I don't understand the criticism of Obama here. W. invaded the country and removed its government. Since then, unsurprisingly, Iraq's government has been weak and has lacked legitimacy. Obama didn't "give Iran a seat at the table." Iraq is majority Shi'a, and Iran is Shi'a. Iraq's Shia's gave Iran a seat at the table, as was inevitable when W. removed the prior Sunni regime. Also, IIRC, many people criticized Obama for removing troops, but that was the deal the Iraqis gave us. Your friend is saying that Obama should have forced Iraq to do what he wanted instead of having its own government.

He is right about the militias and the mess that the country is, but it's hard for me to see what Obama or anyone else could have done with the mess that W. left.

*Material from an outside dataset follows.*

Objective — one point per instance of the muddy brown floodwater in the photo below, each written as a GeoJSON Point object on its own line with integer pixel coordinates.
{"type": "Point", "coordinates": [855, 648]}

Hank Chinaski 01-03-2020 05:06 PM

Re: Objectively intelligent.
 
Quote:

Originally Posted by Tyrone Slothrop (Post 526818)
I don't understand the criticism of Obama here. W. invaded the country and removed its government. Since then, unsurprisingly, Iraq's government has been weak and has lacked legitimacy. Obama didn't "give Iran a seat at the table." Iraq is majority Shi'a, and Iran is Shi'a. Iraq's Shia's gave Iran a seat at the table, as was inevitable when W. removed the prior Sunni regime. Also, IIRC, many people criticized Obama for removing troops, but that was the deal the Iraqis gave us. Your friend is saying that Obama should have forced Iraq to do what he wanted instead of having its own government.

He is right about the militias and the mess that the country is, but it's hard for me to see what Obama or anyone else could have done with the mess that W. left.

https://themoth.org/stories/leaving-baghdad

I talk to him about Moth Judges, not Iraq politics. But from this post he felt the invasion was good. He feels that Bush waited too long to implement steps that would stabilize the country, but he did near the end of his term. He feels Obama pulled the plug before those steps could gel. He feels Obama should not have let Iran into the government and should have taken more action as Iran grew more powerful within Iraq. He might be a moron or he might really know what he is talking about.

His Facebook has recently been focused on the protests and the kidnapping of all the protesters. He is quite strongly anti-Iran. But I can't answer your questions, just give you the perspective of one person that has a much different view than any of us have.